Todos os citados em investigações anteriores da PF sempre negaram o cometimento de crimes.
A formação do gabinete de crise
A PF também encontrou uma minuta de criação de um “Gabinete Institucional de Gestão da Crise” que seria ativado em 16 de dezembro de 2022, um dia depois da ação contra o ministro Alexandre de Moraes. O grupo teria a função de “estabelecer diretrizes estratégicas, de segurança e administrativas para o enfrentamento da crise institucional” e proporcionaria a Bolsonaro “maior consciência situacional das ações em curso para apoiar o processo de tomada de decisão”.
Na estrutura organizacional prevista para o gabinete, estavam os nomes de aliados muito próximos a Bolsonaro, como o general Heleno, que seria o chefe do gabinete e o general Braga Netto, inidcado como coordenador geral do grupo.
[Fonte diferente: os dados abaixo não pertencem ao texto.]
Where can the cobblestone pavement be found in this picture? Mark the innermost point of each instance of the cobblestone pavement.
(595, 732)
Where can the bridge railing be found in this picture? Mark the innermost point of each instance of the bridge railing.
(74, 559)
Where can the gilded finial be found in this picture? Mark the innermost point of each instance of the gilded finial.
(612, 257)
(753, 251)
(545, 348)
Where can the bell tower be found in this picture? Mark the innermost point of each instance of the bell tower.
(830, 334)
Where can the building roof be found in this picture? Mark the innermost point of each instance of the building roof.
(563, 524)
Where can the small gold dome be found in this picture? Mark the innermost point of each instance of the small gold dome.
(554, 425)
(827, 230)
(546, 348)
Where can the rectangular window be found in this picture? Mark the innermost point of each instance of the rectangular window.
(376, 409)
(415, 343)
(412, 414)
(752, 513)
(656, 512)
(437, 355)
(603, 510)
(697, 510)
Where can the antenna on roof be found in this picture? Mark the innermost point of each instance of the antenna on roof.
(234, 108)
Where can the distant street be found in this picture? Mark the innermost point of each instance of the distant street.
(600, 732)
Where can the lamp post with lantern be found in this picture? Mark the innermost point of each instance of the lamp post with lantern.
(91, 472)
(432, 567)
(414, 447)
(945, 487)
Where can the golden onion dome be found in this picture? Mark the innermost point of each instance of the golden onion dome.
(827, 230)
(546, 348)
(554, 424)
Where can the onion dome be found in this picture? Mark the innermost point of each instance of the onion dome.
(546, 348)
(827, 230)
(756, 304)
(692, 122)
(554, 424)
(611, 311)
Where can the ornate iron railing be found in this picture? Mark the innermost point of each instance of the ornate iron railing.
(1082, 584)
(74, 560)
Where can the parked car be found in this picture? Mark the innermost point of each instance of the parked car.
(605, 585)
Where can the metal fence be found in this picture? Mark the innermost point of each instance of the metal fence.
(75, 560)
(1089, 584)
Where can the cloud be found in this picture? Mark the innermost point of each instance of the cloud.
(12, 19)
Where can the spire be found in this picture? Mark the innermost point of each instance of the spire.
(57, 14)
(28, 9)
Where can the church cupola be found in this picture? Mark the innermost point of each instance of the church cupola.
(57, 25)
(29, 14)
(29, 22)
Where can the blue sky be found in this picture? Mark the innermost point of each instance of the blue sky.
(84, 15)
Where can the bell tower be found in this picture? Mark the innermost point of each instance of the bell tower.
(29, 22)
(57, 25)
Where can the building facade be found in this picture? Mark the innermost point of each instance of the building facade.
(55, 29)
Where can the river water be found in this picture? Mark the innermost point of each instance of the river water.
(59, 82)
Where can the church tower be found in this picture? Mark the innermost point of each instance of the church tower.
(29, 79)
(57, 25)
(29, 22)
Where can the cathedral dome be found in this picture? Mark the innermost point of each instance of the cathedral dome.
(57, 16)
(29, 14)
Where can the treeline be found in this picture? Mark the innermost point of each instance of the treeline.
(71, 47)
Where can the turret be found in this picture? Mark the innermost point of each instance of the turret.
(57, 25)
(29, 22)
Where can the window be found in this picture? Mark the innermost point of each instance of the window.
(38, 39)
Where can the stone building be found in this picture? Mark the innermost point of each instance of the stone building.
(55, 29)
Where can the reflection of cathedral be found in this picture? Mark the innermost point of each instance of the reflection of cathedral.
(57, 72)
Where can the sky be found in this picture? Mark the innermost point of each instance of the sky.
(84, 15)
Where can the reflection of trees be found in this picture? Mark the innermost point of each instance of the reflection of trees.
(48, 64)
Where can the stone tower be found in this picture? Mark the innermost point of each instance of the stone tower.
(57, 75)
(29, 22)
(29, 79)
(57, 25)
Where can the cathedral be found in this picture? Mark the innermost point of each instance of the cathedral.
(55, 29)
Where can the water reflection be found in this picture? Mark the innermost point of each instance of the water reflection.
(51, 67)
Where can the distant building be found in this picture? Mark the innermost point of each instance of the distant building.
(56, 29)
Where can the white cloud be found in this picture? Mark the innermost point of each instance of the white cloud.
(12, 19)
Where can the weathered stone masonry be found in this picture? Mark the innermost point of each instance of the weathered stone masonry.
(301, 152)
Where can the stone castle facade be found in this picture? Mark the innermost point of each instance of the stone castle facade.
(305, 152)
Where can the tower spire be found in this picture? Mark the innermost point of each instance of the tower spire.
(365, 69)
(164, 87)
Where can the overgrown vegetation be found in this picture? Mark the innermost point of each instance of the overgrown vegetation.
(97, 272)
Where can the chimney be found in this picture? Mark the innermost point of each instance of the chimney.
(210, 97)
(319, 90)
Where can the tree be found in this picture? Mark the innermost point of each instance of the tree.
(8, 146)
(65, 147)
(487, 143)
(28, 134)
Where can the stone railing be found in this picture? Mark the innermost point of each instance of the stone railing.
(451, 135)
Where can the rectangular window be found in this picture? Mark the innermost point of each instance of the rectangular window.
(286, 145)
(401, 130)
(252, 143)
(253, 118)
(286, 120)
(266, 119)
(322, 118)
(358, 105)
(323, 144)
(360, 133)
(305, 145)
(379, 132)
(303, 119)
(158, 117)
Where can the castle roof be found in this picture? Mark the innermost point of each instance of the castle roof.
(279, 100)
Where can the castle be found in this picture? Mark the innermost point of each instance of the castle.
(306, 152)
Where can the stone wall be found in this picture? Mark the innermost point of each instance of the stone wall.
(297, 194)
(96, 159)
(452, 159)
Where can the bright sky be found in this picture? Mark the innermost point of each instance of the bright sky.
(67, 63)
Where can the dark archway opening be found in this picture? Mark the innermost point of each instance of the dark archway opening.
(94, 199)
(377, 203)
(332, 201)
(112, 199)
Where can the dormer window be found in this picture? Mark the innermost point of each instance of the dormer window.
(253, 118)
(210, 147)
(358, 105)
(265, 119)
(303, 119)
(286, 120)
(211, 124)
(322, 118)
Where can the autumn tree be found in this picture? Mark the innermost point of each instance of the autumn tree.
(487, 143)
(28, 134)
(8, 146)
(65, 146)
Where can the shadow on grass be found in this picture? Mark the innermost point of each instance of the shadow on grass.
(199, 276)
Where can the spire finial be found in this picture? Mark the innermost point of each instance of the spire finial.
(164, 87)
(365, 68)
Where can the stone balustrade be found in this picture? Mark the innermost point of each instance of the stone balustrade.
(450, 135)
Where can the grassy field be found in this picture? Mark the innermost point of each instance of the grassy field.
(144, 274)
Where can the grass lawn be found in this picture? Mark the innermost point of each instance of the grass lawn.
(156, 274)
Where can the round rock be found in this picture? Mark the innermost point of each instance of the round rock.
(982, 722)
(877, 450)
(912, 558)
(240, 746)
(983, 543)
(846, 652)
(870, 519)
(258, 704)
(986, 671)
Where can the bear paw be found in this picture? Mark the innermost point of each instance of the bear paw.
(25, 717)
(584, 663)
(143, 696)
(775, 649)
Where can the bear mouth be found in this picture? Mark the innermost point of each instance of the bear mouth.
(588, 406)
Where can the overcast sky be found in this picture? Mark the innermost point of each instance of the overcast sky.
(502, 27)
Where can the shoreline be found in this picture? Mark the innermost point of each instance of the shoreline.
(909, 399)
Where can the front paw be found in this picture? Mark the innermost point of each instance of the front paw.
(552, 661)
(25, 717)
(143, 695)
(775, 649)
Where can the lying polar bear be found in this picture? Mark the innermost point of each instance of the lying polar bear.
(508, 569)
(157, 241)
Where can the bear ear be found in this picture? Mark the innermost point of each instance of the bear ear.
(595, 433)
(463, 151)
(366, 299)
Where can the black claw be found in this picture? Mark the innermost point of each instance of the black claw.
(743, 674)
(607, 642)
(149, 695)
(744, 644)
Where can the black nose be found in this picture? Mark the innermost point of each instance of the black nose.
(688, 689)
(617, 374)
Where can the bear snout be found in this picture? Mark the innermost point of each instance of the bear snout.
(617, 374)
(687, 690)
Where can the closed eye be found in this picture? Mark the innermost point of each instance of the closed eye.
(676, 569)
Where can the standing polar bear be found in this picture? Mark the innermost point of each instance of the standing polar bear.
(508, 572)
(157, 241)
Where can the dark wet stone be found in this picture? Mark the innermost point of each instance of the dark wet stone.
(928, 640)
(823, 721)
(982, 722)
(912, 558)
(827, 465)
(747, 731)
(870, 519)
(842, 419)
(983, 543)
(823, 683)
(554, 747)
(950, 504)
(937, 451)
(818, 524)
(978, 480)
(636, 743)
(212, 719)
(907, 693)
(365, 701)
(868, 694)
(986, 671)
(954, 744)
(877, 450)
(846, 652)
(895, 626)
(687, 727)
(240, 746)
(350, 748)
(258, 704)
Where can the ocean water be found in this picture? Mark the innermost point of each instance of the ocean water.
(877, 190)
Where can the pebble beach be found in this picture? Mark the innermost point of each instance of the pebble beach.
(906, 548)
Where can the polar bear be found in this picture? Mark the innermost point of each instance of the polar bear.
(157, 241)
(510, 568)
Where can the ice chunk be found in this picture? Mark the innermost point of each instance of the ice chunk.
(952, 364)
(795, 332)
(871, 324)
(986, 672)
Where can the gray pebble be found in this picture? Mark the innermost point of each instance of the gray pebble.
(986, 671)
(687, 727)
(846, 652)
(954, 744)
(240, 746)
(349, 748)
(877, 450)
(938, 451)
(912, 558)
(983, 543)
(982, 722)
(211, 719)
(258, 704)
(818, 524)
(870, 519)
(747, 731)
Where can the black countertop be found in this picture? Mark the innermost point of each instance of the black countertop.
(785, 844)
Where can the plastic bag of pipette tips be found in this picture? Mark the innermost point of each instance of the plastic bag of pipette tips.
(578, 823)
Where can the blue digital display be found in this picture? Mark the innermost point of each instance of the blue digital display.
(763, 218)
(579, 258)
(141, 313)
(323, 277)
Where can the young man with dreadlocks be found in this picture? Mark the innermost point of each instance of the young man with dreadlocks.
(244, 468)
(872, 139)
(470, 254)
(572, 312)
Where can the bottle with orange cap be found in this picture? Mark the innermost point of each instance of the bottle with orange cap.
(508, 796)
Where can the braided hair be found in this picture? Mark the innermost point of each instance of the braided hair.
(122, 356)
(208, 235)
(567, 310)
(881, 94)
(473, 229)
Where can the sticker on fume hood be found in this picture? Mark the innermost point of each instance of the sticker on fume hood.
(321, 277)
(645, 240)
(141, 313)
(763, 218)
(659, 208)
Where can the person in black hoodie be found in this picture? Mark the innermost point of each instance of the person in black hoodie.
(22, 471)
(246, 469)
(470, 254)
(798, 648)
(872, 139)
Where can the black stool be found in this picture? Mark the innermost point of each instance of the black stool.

Mário Fernandes seria da assessoria estratégica, junto com o coronel Élcio Franco, que foi secretário-executivo da Saúde (e também foi flagrado em áudios tramando o golpe).nOutro nome muito próximo ao governo Bolsonaro, Filipe Martins, seria assessor de relações instotucionais.
Como aconteceu com o plano Punhal Verde Amarelo, a PF suspeita que esse documento também tenha sido impresso no Palácio do Planalto. Os investigadores verificaram que um documento de mesmo nome foi impresso no Planalto, em seis cópias, com 30 páginas. As cópias seriam entregues em alguma reunião e a investigação aponta que Mário Fernandes visitou Bolsonaro no Alvorada no dia seguinte.
‘Estamos no alvo’
No celular do major Rafael de Oliveira, apontado como um dos principais responsáveis pela operação Copa 2022, aquela que prenderia e mataria Alexandre de Moraes, a PF identificou uma intensa troca de mensagens.
Em um diálogo em setembro de 2023, Oliveira comentou com um coronel sobre o fato de um kid preto ser alvo da Operação Lesa Pátria, suspeito de ser um idealizador dos atos golpistas de 8 de janeiro. “Estamos no alvo”, escreveu Oliveira.
Rafael compartilhou com outros dois coronéis e o capitão Lucas Garellus a entrevista em que o ministro Alexandre de Moraes, no início do ano, revelou a descoberta do plano de prisão e assassinato contra ele.